Now that is elegant English by anybody’s standard. But it was particularly meaningful to me because I had grown up studying Greek and instantly my mind went to the Greek New Testament and one of the last utterances of Jesus on the cross when he said, “It is finished.”


The Greek word is just one word tetelestai. But it’s the perfect tense of a verb that means to do something perfectly. I have said sometimes you could translate it this way: It is perfectly perfect or it is completely complete. I realized that the Holy Spirit was interpreting that statement of Jesus and applying it to what had been accomplished by his death on the cross at Calvary. I realized that the Holy Spirit was showing me if I could receive it, the answer to my need was there provided by the sacrifice of Jesus.

Now I got out of the car just as sick as when I got into it but I had direction, I knew where to look. I understood that I was to study what the Bible teaches about what was accomplished by the death of Jesus on the cross, the work of Calvary. That was 44 years ago. I have to say I’m still studying today. I have never exhausted that theme. I just thank God that he was so gracious and so merciful early in my Christian walk to direct me to the work of Calvary.

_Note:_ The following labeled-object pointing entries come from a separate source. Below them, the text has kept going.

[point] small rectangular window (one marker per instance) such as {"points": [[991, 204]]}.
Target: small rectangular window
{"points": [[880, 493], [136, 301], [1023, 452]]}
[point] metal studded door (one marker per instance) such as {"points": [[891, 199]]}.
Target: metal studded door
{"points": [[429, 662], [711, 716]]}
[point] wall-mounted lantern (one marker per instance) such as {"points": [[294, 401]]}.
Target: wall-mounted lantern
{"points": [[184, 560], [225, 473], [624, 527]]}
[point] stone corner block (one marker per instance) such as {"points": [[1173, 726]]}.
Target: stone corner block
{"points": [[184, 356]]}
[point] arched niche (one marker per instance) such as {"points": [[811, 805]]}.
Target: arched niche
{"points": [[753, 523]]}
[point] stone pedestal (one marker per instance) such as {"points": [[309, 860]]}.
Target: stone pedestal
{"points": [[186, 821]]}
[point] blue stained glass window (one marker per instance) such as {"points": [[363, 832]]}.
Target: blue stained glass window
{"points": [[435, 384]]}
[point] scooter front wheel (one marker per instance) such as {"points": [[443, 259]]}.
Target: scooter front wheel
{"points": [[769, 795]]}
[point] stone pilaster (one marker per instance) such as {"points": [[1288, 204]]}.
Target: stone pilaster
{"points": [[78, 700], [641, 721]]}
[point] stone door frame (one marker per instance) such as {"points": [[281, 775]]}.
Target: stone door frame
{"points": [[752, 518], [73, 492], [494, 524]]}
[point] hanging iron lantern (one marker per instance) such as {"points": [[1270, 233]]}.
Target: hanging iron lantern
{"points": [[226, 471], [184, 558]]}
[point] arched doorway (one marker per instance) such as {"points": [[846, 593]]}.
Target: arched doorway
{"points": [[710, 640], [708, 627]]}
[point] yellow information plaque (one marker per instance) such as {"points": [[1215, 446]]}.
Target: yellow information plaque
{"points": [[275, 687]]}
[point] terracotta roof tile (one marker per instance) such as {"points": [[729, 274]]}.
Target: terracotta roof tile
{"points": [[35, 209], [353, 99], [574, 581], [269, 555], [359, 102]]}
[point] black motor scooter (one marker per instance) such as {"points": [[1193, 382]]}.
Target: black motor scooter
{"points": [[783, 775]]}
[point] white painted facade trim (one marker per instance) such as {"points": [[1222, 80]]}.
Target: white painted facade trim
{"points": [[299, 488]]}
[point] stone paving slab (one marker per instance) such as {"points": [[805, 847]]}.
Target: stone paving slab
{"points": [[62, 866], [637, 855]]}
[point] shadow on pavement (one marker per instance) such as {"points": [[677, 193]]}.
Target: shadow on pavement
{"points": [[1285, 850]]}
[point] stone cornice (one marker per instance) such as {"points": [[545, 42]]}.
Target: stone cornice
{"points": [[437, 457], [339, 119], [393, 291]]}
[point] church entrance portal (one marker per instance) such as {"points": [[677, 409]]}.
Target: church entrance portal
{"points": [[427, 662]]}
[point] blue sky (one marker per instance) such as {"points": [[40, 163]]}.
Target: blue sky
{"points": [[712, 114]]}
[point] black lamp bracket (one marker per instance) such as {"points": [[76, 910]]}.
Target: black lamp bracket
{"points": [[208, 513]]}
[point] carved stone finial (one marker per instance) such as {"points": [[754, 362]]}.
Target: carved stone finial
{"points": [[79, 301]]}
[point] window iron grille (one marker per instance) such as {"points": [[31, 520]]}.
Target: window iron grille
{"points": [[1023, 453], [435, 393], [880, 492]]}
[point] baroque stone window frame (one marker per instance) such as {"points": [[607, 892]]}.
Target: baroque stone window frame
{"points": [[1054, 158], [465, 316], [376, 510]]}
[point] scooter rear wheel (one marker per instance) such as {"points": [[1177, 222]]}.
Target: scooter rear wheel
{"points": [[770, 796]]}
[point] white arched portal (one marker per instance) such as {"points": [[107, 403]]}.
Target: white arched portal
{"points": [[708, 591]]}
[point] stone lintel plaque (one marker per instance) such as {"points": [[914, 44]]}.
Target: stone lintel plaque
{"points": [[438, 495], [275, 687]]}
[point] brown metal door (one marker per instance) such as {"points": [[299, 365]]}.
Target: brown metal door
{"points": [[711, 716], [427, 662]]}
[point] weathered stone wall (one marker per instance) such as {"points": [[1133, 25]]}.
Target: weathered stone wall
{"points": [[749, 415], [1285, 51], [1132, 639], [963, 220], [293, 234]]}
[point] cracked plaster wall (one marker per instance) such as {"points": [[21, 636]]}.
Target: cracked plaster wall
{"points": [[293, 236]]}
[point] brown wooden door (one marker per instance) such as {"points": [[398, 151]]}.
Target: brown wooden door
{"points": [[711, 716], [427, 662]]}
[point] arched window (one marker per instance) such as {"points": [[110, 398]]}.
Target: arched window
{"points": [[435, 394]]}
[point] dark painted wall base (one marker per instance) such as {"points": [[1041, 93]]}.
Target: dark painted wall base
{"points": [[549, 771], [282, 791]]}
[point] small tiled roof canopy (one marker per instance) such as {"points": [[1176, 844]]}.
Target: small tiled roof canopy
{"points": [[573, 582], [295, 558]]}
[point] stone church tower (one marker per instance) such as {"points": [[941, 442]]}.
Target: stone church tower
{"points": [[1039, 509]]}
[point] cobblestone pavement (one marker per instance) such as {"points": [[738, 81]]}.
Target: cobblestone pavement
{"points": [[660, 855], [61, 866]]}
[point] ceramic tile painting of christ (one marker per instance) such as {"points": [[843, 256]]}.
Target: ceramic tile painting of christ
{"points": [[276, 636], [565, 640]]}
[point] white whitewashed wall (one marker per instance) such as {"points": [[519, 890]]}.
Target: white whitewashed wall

As I studied this I was confronted with what seemed a clear statement that on the cross Jesus not merely took our sins but he took our sicknesses and our pain. And partly because of my background as a philosopher which is essentially analytical and partly because of my background in the Anglican Church where I had formed the impression—and I’m not saying it was the correct impression but I had formed that impression that if you were going to be a Christian you had better expect to be pretty miserable and a failure. And here I was looking at something that seemed to say something totally different, that the Lord had provided complete healing and success.

As I went through the words I’d underlined in blue I couldn’t find anything negative. There was never a suggestion that God wanted his people to be sick or to fail or to be defeated. There was no suggestion anywhere. And in particular it seemed to me very clear that the Bible said Jesus, on the cross, bore our sicknesses just as much as he bore our sins. And he bore our sicknesses that we might be healed just as much as he bore our sins that we might be forgiven. I tell you, I searched the pages of the Bible, went backwards and forwards because it was totally contrary to my way of thinking to come to that conclusion.

So then I decided that I was going to believe this and I entered a period of spiritual conflict that would be hard to describe. The conflict was in my mind. You see, the more you have trusted in your mind the more struggles you’re going to have in your mind. My whole strength and my life was my mind. And I somehow felt God had provided this sacrifice, it’s for me. But I don’t believe there was a single objection to divine healing that wasn’t brought to my mind supernaturally because I didn’t discuss it with people. Every possible objection against the teaching of divine healing came to my mind in those months.

I found myself doing something that I saw patterned by Abraham and I want to just read one verse in Genesis 15. We’ll come back to this later on in these studies, it’s a covenant that God made with Abraham. The covenant was based on certain animals that Abraham had to sacrifice. After they had been sacrificed and the bodies had been exposed, the vultures came down to feed on those carcasses. Abraham was responsible for driving the vultures away and keeping the carcasses of the sacrifice intact. And in Genesis 15:11 it says:

When the vultures came down on the carcasses, "Abram drove them away."

I felt myself like that. Here was the sacrifice but there were all these dark vultures assailing my mind and trying to take away what had been provided by the sacrifice. I would speak of doubt and fear and depression and discouragement. I was particularly subject to depression. And I cannot in words describe the conflict that went on inside. You could look at me from outside and you wouldn’t know that anything was happening. But there was this turmoil in my mind. Every time a doubt was insinuated I would turn to the word of God and drive the vulture away with a scripture.